While making changes around the code that generated the ConfigMaps, we almost introduced a regression in which the operator would have stopped watching the generated ConfigMaps that it wrote. Thankfully, this was caught before the code merged. But it was only noticed by chance during code review, when it was something an automated pre-merge test should have caught.

Why is this important?

From a happy-path perspective, the operator worked fine. The user would create their CR, the operator would notice it, and the ConfigMap would be generated. If the user made any changes to their CR, those would be picked up too.

But what if something happened to generated ConfigMap? Say an accidental kubectl delete on the ConfigMap shuts down the component. Or worse, an attacker inserts their own malicious settings directly into the ConfigMap. If the operator isn’t keeping an eye on its output (just as it does with its input) then it can’t recover from situations like this. In this case, it is effectively useless as a state reconciliation controller.

State Reconciliation in Kubernetes

State reconciliation is not just an operator topic, it is one of the foundational concepts of Kubernetes.

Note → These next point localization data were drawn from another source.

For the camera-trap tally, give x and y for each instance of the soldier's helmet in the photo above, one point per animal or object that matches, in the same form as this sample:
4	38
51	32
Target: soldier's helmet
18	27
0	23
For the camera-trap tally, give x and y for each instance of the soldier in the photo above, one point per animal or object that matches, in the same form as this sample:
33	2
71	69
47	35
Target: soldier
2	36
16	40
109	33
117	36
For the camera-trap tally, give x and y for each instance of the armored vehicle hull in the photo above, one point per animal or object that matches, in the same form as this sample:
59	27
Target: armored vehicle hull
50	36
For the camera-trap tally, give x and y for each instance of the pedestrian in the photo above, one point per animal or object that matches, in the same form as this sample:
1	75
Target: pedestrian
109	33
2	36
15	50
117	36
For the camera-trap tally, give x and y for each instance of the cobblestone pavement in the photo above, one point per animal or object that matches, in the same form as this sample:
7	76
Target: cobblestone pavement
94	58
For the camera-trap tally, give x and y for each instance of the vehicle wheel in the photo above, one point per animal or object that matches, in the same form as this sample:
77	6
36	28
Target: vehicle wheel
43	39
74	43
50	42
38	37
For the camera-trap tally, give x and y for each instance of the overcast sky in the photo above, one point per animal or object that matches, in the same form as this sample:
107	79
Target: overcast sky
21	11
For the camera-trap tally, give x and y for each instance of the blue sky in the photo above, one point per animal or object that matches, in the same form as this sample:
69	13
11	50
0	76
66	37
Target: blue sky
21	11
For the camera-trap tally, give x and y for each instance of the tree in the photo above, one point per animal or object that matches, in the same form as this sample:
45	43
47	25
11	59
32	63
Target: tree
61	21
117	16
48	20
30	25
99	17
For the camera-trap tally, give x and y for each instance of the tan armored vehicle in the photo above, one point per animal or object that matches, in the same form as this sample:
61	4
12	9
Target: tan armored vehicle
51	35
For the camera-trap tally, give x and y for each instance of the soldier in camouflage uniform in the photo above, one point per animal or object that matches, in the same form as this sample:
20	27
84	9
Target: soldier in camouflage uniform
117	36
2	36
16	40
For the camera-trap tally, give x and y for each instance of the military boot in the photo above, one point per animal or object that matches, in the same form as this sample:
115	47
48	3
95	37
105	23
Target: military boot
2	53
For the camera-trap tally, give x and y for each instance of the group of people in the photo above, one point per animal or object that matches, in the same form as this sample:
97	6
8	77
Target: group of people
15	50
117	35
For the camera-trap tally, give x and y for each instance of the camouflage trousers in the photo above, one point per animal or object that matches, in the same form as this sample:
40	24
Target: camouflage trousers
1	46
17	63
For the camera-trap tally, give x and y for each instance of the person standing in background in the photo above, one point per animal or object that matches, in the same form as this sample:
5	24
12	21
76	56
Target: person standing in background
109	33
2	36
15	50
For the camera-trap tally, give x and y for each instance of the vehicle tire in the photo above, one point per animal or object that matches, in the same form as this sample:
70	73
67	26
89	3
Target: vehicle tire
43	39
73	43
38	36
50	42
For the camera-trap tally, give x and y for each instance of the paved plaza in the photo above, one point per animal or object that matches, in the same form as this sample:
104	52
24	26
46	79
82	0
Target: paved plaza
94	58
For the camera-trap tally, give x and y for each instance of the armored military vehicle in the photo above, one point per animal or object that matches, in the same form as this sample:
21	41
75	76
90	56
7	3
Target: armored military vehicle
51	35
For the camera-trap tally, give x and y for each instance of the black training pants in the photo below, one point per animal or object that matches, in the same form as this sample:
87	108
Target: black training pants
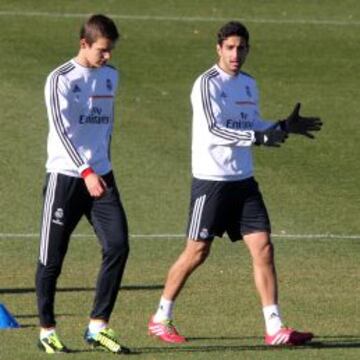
66	200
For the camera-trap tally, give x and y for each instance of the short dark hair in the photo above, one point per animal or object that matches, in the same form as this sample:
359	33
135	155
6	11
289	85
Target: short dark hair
230	29
98	26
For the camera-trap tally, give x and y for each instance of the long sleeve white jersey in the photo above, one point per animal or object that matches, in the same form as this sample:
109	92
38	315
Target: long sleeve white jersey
225	116
80	108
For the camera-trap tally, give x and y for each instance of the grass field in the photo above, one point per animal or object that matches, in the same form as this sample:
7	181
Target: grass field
300	51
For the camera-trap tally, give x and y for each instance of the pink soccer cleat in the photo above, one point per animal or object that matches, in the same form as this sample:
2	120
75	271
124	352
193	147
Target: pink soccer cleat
165	331
288	336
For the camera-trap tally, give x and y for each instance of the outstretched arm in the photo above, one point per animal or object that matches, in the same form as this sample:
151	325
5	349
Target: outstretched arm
297	124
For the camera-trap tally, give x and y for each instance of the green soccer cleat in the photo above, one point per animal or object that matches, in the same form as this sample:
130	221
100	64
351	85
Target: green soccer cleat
105	340
52	345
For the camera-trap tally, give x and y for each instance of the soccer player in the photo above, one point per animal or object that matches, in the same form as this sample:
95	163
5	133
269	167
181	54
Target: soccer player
225	196
79	99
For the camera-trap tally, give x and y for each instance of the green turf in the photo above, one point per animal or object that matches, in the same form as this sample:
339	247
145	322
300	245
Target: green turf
311	187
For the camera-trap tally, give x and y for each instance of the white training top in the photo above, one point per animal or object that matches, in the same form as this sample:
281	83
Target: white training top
80	107
225	116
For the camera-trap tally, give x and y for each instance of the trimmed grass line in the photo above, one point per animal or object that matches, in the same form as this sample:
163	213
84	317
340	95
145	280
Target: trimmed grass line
176	236
186	18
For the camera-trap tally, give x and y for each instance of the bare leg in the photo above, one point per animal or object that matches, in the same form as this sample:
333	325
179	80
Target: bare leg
262	253
193	255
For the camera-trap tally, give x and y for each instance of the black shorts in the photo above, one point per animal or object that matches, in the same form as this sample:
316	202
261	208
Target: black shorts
234	207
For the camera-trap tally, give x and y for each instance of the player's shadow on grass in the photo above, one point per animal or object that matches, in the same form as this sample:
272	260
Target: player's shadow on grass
79	289
321	342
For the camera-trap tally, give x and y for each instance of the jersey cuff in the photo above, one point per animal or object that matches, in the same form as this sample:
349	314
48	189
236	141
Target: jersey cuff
87	172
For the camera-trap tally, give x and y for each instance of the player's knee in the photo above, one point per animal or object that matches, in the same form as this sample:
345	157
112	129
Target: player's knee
201	253
266	253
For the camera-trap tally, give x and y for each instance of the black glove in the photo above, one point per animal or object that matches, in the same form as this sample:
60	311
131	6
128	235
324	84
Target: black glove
272	136
297	124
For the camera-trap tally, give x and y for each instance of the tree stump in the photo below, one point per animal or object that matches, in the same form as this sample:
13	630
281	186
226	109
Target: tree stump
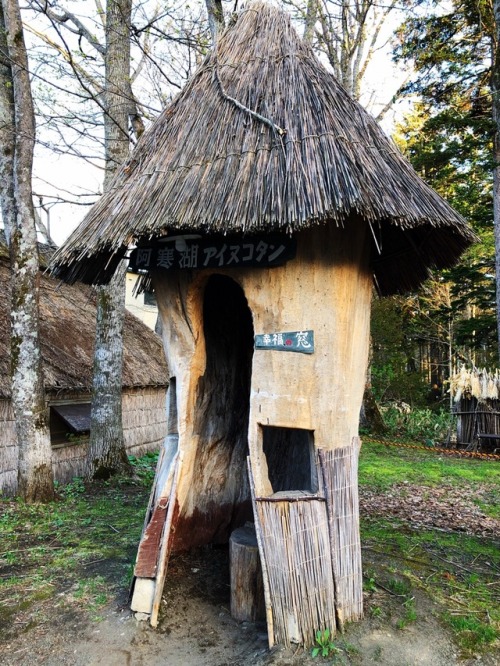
247	589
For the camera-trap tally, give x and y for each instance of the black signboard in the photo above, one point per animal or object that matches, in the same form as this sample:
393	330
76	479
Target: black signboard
180	252
297	341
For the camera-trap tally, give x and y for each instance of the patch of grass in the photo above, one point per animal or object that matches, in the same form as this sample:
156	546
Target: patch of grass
460	572
381	466
473	633
84	544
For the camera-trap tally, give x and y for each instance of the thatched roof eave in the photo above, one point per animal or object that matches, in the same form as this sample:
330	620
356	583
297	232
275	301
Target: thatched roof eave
262	139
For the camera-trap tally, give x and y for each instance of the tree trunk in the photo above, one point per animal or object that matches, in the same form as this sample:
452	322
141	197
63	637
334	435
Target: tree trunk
106	454
495	90
35	476
7	135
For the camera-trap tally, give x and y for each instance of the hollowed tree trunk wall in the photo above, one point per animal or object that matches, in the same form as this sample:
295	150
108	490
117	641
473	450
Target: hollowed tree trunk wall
289	408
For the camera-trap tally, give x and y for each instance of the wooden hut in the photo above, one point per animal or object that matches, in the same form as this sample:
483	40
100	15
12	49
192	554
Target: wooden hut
67	328
263	203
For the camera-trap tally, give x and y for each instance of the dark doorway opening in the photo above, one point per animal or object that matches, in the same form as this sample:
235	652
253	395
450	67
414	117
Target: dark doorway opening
220	486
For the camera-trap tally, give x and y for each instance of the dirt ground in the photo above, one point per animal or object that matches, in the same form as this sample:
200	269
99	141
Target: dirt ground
196	629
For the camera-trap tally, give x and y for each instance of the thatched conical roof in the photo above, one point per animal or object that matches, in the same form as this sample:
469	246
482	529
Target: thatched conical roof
263	138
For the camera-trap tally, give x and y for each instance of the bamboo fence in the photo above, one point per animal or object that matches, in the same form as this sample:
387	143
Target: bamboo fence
476	397
298	563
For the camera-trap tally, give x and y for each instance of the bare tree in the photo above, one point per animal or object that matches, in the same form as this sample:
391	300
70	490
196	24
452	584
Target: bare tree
347	32
495	90
35	476
215	18
106	453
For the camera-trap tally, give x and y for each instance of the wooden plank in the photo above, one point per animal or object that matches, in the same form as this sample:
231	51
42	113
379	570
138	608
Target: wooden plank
147	555
247	589
265	577
339	468
166	544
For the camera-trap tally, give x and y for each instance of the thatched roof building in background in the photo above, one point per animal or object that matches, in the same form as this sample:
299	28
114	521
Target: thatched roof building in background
263	138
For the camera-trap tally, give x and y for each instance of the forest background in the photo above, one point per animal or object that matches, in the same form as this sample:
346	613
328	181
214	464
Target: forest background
445	55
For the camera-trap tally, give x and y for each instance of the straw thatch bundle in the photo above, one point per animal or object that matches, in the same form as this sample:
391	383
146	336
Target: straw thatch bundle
475	383
263	138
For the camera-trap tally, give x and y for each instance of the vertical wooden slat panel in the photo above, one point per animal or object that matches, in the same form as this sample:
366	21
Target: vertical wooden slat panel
340	475
297	553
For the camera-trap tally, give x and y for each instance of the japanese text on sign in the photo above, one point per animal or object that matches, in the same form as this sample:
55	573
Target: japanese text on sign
222	252
297	341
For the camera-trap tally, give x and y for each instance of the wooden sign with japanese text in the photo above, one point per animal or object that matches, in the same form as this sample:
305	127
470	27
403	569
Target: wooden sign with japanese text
181	252
297	341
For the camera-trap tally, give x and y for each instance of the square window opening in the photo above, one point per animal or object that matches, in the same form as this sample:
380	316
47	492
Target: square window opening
290	459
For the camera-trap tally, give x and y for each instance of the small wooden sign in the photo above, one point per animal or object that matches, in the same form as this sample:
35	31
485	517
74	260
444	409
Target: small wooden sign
297	341
181	252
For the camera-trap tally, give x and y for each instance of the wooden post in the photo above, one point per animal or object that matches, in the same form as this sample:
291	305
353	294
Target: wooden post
247	589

In my book, I briefly discuss this idea in comparing operators to built-in Kubernetes controllers:

These controllers work by monitoring the current state of the cluster and comparing it to the desired state. One example is a ReplicaSet with a specification to maintain three replicas of a Pod. Should one of the replicas fail, the ReplicaSet quickly identifies that there are now only two running replicas. It then creates a new Pod to bring stasis back to the cluster.

In this example, the ReplicaSet controller that’s watching the whole cluster has an input and an output:

  • Input: The spec.replicas field on the ReplicaSet object, where the user says how many replicas they want. This is the desired state of the cluster.
  • Output: The Pods created by the ReplicaSet controller that are now running in the cluster. This represents the actual state of the cluster.

The reconciliation of desired state vs actual state is a core function of Kubernetes. It’s almost taken for granted that Kubernetes will always maintain the number running Pods in the cluster to match the number you’ve set in your ReplicaSet (or Deployment).

In terms of our operator, the same idea still applies:

  • Input / desired state: Custom Resources created by the user.
  • Output / actual state: The generated ConfigMap written by the operator.

In our case, the operator failing to reconcile on any changes to its written ConfigMap is no different than a ReplicaSet failing to create new Pods. Obviously, that would not be an acceptable regression in Kubernetes. So why was this almost overlooked in our operator?

Operators can be confusing

Operators present a whole new field of possibilities in cloud architecture, with unfamiliar concepts and confusing terminology that may seem intimidating to new users and experienced Kubernetes developers alike. These new concepts can make it seem like you must forget everything you thought you knew to make room for something new. With a horizon this broad, it can be easy to disconnect from the familiar as the unknown begins to overwhelm.

But at their core, operators are just Kubernetes controllers with custom logic. This took me a long time to grasp as I fought my way through buzzword soup and exuberant documentation to understand this hot new tech. But ultimately, if you can understand how ReplicaSets, Deployments, or almost any other Kubernetes resource works, then you already have a good understanding of operator fundamentals.

Reducing the idea of operators down to a familiar concept helped me understand them much better. It helped me to have some background with upstream Kubernetes development, but I believe that it can also work the other way around. Lowering the barrier to working with operators helps make many of the development practices used by core Kubernetes authors more approachable to new contributors. Because at the end of the day, operators are just custom extensions of Kubernetes.

I talk about this idea with more context in my book, The Kubernetes Operator Framework Book, because I hope that it will help readers to understand not only operator development, but Kubernetes development as a whole.